From the department of the self serving, I will note that their focus for the computational NLU micro theory is pragmatics.
They realized that humans shortcut their language use by not dealing with the details but switching meanings. From the book:
“Regarding the latter, in his analysis of the place of formal semantics in NLP, Wilks (2011) reports a thought-provoking finding about a sentence type that has been discussed exten- sively in the theoretical literature, illustrated by the well-known example John wants to marry a Norwegian. Such sentences have been claimed to have two interpretations: John wants to marry a particular Norwegian (de re), and he wants to marry some Norwegian or other (de dicto). When Wilks carried out an informal web search for the corresponding “wants to marry a German” (since marrying a Norwegian was referenced in too many
linguistics papers), the first twenty hits all had the generic meaning, which suggests that if one wants to express the specific meaning, this turn of phrase is just not used. Wilks argues that computational semantics must involve both meaning representation and “con- crete computational tasks on a large scale” (p. 7).
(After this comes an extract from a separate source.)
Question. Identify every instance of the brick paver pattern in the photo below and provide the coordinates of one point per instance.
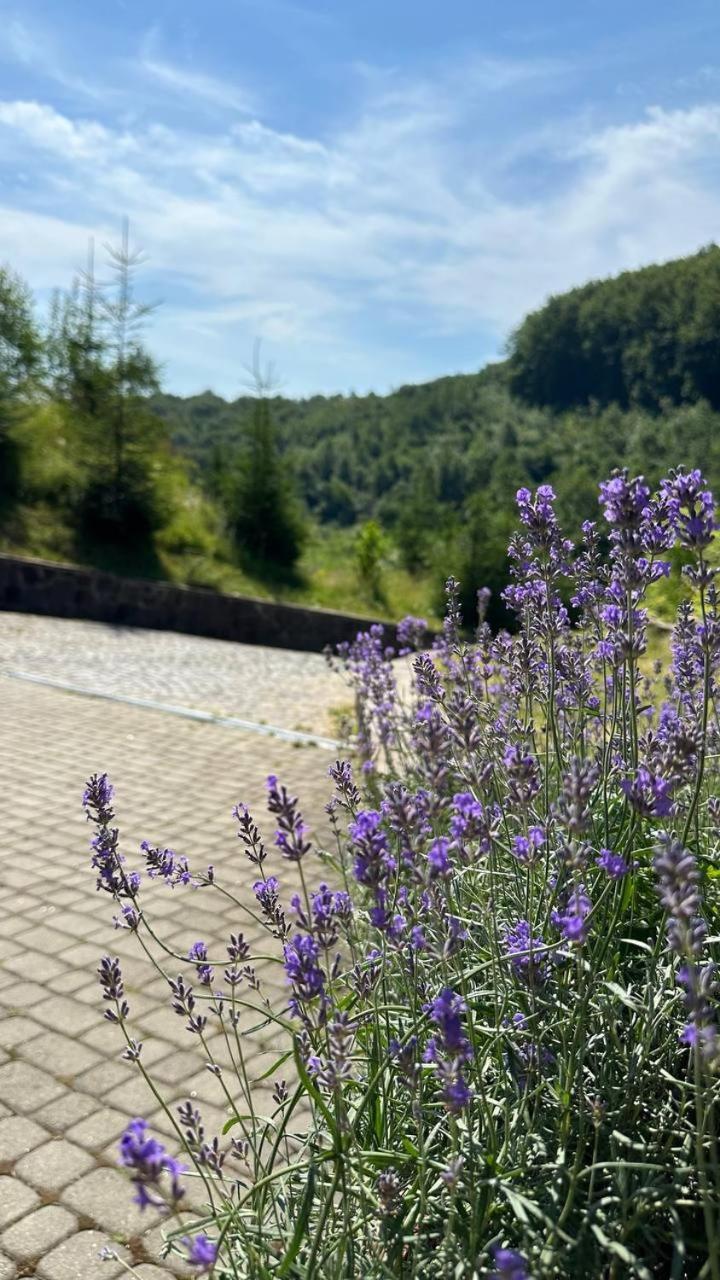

He writes, “What is not real Compsem [computational semantics], even though it continues to masquerade under the name, is a formal semantics based on artificial examples and never, ever, on real computational and implemented processes” (p. 7).”
The “marry a German” research illustrates the need to reflect the real world, but that we also paraphrase until we need to select a meaning that the paraphrase meaning just can’t convey in context. Words don’t matter, meaning does - see emojis. I submit that lexeme should define a concept meaning not a word meaning. We use words, but communicate concepts. The NLU computational construct must reflect the real use of language.
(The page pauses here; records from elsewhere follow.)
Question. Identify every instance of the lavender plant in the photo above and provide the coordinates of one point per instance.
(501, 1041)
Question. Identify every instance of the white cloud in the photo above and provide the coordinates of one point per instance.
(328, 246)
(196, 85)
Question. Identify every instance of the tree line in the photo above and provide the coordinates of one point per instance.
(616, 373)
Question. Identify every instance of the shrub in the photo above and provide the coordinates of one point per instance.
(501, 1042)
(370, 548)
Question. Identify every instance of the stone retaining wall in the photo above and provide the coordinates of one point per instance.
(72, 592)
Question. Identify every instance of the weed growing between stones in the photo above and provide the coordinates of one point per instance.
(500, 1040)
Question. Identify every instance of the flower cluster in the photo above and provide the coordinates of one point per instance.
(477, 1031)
Further, for a knowledge representation, words and N-grams are not knowledge carriers, concepts in context are the real world knowledge carriers. We should probably model our NLU solution the same.
Tagged words and word proximity computing are a path that approximates how we choose meaning, but fail in generating language due to the approximating nature and lack of real context. We can, however, use that computational approach to build a mirror of human communication (a pragmatic solution) by vectorizing the real world use and de-duping (paraphrase grouping). The result is also computational. Over time, we maintain meaning vectors and paraphrase groups to better reflect real world human use. We de-emphasize words and concentrate on concepts in contexts, just like human communicators do.
Lastly, a pragmatic computational approach will have a natural language interface - even non developers can read and interact with zero training - just concepts and contexts with their associated knowledge items.
Thank you Amirouche, great read for NLP nerds.